Ver o jogo é a coisa menos importante. O zoológico a minha volta, a diversidade, é a atração principal. Um argentino exaltado na minha frente quer partir para briga com um brasileiro. A massa reage e dezenas de brasileiros querem brigar com o argentino. Ele sobe na cadeira e começa a bater no peito. A Argentina faz um gol. Seguranças entram e tiram o argentino enfurecido, que tem a cara pintada de azul e branco. Outro argentino comemora o gol, abre o celular e faz um selfie, com o dedo médio em riste mandando a mensagem para alguém. Ele usa a camisa oficial da Argentina e uma mochila com o escudo do Flamengo. O estádio ferve.

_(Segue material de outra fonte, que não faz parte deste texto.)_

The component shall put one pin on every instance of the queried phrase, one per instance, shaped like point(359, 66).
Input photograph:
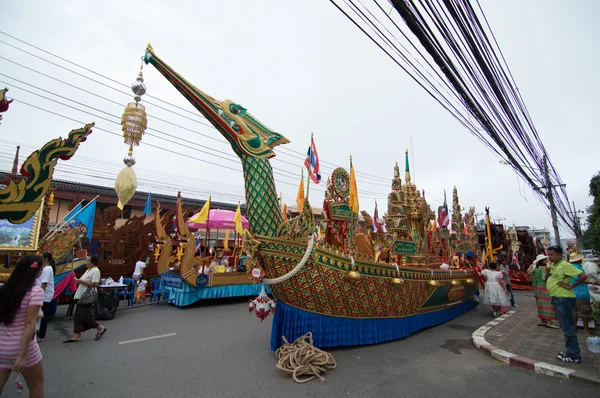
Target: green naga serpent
point(20, 199)
point(342, 298)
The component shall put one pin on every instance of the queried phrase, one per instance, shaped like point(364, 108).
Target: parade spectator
point(140, 292)
point(560, 288)
point(84, 313)
point(495, 294)
point(46, 282)
point(583, 305)
point(139, 270)
point(546, 311)
point(505, 269)
point(20, 303)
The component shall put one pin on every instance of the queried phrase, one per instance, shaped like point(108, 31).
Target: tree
point(591, 236)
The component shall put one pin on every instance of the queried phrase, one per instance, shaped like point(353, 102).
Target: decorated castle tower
point(407, 217)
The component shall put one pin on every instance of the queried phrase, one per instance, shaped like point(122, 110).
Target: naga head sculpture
point(246, 134)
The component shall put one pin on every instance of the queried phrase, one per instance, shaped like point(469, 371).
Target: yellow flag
point(300, 196)
point(237, 219)
point(201, 217)
point(226, 241)
point(353, 202)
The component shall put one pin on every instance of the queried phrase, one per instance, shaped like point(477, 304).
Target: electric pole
point(577, 226)
point(550, 197)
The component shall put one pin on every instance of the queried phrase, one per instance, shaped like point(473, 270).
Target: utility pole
point(550, 197)
point(577, 225)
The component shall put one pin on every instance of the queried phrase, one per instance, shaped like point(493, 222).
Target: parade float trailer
point(340, 294)
point(184, 267)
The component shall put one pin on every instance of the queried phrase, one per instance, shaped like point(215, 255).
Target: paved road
point(222, 351)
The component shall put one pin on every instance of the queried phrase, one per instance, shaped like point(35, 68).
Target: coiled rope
point(303, 359)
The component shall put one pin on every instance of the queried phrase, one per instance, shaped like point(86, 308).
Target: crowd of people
point(562, 297)
point(24, 306)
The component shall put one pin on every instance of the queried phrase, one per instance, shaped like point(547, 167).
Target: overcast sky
point(299, 67)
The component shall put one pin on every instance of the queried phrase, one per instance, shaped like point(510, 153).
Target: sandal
point(99, 335)
point(565, 358)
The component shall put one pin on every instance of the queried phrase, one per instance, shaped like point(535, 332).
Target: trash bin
point(107, 304)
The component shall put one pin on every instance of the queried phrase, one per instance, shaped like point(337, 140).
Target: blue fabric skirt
point(330, 331)
point(189, 294)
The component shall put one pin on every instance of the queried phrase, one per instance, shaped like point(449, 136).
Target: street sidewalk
point(517, 340)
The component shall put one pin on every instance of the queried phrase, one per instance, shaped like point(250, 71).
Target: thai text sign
point(172, 281)
point(404, 247)
point(340, 212)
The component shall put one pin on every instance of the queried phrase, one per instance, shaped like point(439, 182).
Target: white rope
point(297, 268)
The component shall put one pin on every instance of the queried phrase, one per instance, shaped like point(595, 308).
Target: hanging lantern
point(133, 125)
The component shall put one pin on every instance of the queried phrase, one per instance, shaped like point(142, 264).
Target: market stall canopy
point(218, 219)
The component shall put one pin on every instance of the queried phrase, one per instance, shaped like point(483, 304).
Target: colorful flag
point(226, 240)
point(148, 206)
point(86, 217)
point(198, 243)
point(444, 214)
point(201, 217)
point(434, 225)
point(353, 201)
point(375, 217)
point(312, 162)
point(300, 195)
point(72, 213)
point(516, 260)
point(237, 219)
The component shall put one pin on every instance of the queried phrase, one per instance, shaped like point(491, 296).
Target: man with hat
point(560, 286)
point(583, 306)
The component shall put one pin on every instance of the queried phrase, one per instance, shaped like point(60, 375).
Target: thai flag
point(198, 243)
point(375, 217)
point(516, 259)
point(444, 214)
point(312, 162)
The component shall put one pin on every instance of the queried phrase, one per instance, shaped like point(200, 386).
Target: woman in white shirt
point(84, 313)
point(46, 282)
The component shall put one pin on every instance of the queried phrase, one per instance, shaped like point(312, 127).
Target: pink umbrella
point(219, 219)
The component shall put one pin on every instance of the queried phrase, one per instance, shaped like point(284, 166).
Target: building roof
point(70, 190)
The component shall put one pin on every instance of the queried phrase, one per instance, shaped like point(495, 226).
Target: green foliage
point(591, 237)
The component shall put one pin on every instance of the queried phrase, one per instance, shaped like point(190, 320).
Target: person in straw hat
point(583, 305)
point(546, 311)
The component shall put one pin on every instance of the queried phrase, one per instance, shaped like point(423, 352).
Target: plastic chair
point(128, 292)
point(157, 289)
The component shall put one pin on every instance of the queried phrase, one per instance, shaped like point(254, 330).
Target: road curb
point(511, 359)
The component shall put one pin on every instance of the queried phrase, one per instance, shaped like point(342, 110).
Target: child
point(141, 290)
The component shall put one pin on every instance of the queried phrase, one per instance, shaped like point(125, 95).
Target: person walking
point(583, 305)
point(505, 269)
point(84, 313)
point(546, 311)
point(46, 282)
point(495, 295)
point(20, 303)
point(139, 270)
point(560, 288)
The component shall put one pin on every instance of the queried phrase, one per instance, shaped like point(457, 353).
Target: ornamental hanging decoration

O cara atrás de mim pergunta para o amigo onde fica a Bósnia. O amigo responde que tem certeza que fica perto do Japão. O pai do garoto da corneta ensina o filho a falar Bósnia Herzegovina. Depois de três tentativas ele desiste e o garoto volta a tocar sua corneta. No lado direito um torcedor com a camisa do Flamengo está abraçado a um tricolor.

Termina o primeiro tempo. Todos se levantam e rola uma corrida para dentro do túnel. Os banheiros estão limpos, mas lotados. Filas se formam no corredor. Um torcedor reclama dizendo que os preços da comida dentro do estádio é padrão Fifa. A loja da Fifa está lotada, porém muita gente olhando e poucas comprando. As pessoas esperam pacientemente em suas filas. Quinze minutos é muito pouco tempo para enfrentar as filas.

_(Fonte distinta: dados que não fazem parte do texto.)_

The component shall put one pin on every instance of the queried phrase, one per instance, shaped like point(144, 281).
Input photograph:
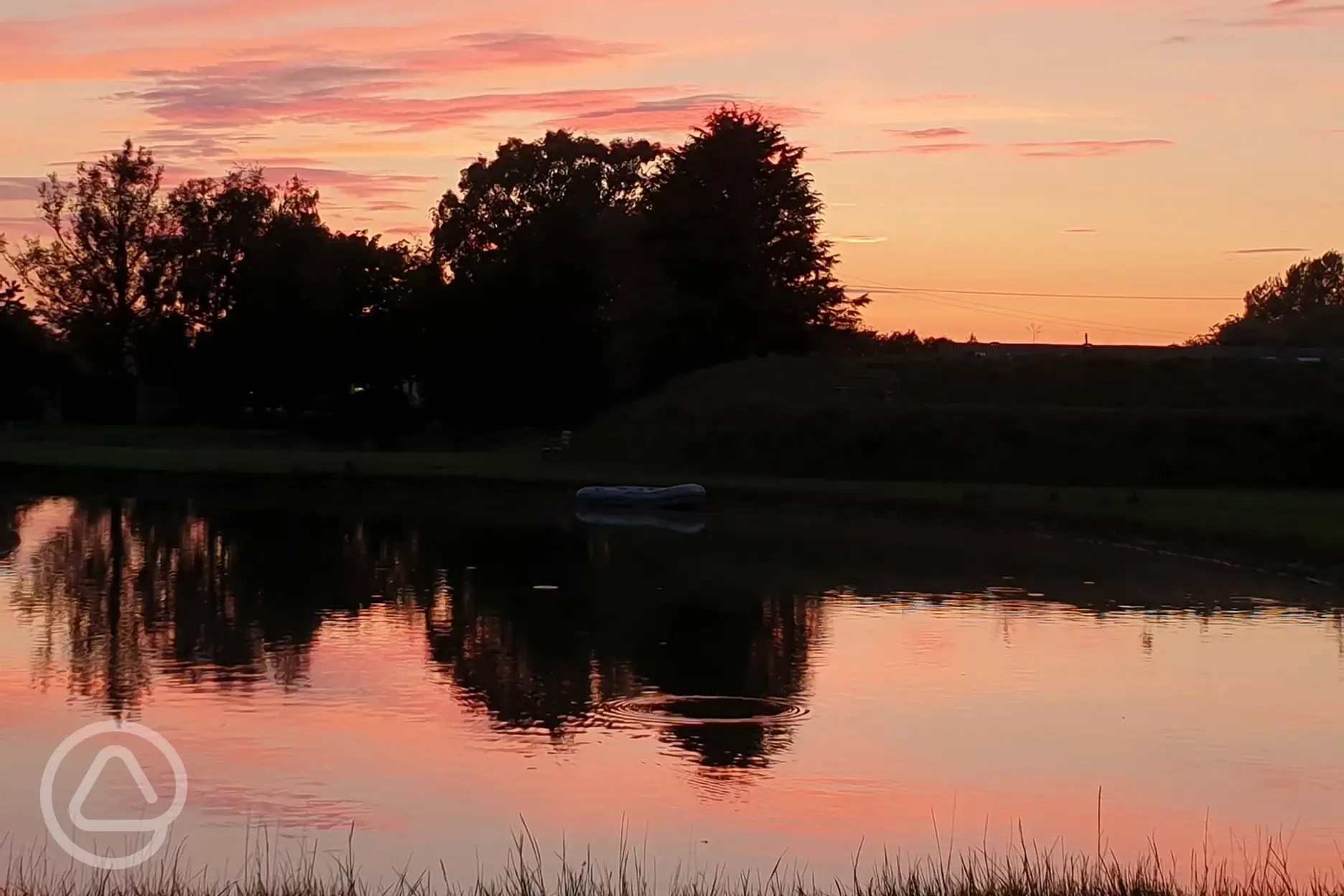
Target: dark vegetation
point(562, 276)
point(1045, 421)
point(678, 304)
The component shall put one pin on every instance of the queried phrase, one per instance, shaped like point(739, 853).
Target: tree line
point(561, 276)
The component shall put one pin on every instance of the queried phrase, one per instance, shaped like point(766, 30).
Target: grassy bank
point(1026, 871)
point(1032, 422)
point(1285, 526)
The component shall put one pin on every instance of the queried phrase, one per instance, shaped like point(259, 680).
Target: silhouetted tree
point(217, 225)
point(311, 314)
point(734, 225)
point(534, 251)
point(98, 280)
point(1304, 307)
point(27, 354)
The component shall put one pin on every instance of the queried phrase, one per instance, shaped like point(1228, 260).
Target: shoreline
point(1297, 531)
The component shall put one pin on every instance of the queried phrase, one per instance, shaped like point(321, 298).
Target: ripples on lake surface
point(730, 688)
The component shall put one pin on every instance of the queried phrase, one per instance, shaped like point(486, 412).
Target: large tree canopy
point(1304, 308)
point(735, 226)
point(534, 248)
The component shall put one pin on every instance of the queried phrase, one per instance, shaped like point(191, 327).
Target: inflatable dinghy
point(673, 496)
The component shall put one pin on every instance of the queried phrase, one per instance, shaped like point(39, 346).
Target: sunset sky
point(1098, 146)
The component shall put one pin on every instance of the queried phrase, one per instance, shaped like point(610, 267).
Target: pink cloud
point(351, 183)
point(1085, 148)
point(933, 98)
point(19, 188)
point(673, 114)
point(914, 149)
point(1293, 14)
point(932, 134)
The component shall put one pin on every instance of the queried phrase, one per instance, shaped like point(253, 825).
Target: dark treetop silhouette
point(564, 274)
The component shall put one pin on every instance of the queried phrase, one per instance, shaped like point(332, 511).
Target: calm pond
point(729, 689)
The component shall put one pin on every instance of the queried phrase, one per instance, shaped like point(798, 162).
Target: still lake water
point(778, 683)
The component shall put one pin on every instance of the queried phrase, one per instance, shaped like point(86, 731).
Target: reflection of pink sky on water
point(995, 712)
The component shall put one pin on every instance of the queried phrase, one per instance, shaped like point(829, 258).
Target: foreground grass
point(1025, 872)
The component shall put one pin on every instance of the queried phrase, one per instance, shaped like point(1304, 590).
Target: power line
point(966, 305)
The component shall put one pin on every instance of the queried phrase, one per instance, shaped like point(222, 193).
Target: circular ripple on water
point(663, 709)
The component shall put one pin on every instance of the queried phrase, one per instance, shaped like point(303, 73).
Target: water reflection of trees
point(129, 594)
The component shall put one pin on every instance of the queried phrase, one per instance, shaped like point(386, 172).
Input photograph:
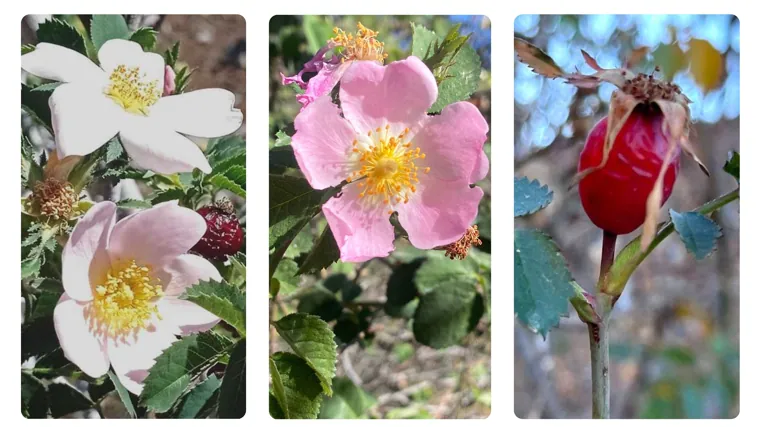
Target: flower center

O segundo tempo começa. Metade dos assentos ainda estão vazios. Ao longo de dez minutos as pessoas vão chegando. O jogo está morno e os torcedores argentinos estão mais quietos, até o garoto da corneta está mais calmo. A única vibração ocorre quando o locutor informa que são 74 mil pessoas presentes. O jogo, burocrático, parece se arrastar... até Messi pegar na bola, aos vinte minutos, entortar a defesa da Bósnia e fazer um golaço. O estádio vem abaixo. Argentinos, brasileiros e árabes vibram, não seguram o entusiasmo com o gol do Messi. Foi o suficiente para incendiar os hermanos que passam a gritar, cantar e dançar sem parar. Parece que estamos em Buenos Aires. O árabe sobe mais uma vez no assento e leva uma vaia. O brasileiro reclama do jogador da Bósnia que tropeçou sozinho com a bola: Onde esses caras aprenderam a jogar futebol? A Bósnia faz um gol. O estádio se cala não acreditando no que via. Como pode? Los hermanos voltam a ficar calados, apesar que uma possível reação da Bósnia é algo inimaginável. Não tem como acontecer, mas alguns brasileiros ainda acreditam. Olê, olê, olê, olááá, Bosniáá, Bosniáá.

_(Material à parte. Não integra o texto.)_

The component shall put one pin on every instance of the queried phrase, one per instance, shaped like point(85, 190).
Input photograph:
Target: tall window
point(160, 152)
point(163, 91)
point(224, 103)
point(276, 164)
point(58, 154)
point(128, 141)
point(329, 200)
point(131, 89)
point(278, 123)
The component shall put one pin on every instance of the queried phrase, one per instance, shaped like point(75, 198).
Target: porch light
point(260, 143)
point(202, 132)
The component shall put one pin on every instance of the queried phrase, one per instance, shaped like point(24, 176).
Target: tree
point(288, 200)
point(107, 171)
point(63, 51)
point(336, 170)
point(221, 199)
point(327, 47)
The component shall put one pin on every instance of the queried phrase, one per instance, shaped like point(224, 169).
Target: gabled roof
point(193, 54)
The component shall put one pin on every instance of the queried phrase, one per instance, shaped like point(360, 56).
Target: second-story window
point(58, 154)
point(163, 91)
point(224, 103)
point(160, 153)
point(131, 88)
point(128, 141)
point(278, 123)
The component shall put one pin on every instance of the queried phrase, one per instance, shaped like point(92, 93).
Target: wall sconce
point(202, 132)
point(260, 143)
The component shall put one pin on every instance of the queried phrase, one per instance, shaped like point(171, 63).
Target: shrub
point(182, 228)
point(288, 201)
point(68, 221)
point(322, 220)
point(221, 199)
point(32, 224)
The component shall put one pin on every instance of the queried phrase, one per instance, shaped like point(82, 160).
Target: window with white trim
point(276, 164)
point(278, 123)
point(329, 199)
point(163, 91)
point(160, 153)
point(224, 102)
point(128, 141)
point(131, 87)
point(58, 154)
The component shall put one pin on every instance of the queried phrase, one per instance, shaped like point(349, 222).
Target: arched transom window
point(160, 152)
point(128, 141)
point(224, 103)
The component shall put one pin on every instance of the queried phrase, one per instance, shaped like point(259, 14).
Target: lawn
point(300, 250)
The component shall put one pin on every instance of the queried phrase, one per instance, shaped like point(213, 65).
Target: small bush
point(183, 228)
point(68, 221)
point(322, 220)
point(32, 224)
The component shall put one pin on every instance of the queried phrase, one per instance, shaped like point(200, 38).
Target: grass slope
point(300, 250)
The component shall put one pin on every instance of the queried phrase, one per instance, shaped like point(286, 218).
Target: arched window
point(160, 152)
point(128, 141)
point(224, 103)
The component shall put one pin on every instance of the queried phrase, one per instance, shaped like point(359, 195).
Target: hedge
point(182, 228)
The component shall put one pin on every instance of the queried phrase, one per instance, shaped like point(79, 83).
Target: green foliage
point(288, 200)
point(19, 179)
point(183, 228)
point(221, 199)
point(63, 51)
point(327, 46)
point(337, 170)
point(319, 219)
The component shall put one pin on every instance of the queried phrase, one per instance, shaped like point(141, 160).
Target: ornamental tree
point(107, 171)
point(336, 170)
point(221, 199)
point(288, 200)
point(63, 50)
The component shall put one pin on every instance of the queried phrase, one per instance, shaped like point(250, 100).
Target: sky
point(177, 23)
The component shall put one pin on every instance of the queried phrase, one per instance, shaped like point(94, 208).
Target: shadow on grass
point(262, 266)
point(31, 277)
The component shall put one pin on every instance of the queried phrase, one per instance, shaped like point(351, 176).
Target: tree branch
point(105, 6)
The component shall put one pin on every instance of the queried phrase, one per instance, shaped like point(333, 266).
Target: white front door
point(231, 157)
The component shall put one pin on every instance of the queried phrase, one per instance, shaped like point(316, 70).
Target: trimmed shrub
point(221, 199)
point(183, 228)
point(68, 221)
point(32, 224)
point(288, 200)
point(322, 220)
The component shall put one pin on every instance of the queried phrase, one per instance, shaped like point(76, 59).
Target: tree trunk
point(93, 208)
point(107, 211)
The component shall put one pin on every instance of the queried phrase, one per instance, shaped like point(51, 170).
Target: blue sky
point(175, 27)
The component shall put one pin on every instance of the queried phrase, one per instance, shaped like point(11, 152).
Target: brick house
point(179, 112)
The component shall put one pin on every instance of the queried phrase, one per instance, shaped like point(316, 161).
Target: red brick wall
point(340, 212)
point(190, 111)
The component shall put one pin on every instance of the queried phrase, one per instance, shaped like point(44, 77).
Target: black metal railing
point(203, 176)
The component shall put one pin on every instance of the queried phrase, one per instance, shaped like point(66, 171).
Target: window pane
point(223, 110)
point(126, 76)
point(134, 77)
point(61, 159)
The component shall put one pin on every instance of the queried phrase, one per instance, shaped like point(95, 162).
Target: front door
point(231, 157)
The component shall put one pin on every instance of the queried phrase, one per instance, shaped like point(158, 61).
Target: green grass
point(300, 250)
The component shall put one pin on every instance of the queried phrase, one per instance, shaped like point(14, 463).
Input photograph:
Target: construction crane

O jogo chega ao final com ânimos mais calmos. O árbitro termina a partida, a torcida comemora, o garoto toca a corneta, o brasileiro gordo atrás de mim reclama do juiz e o argentino da frente está telefonando para alguém dizendo que este é o dia mais feliz da sua vida. A saída do estádio é animada. Quer saber? O melhor da Copa do Mundo no Brasil não é o futebol.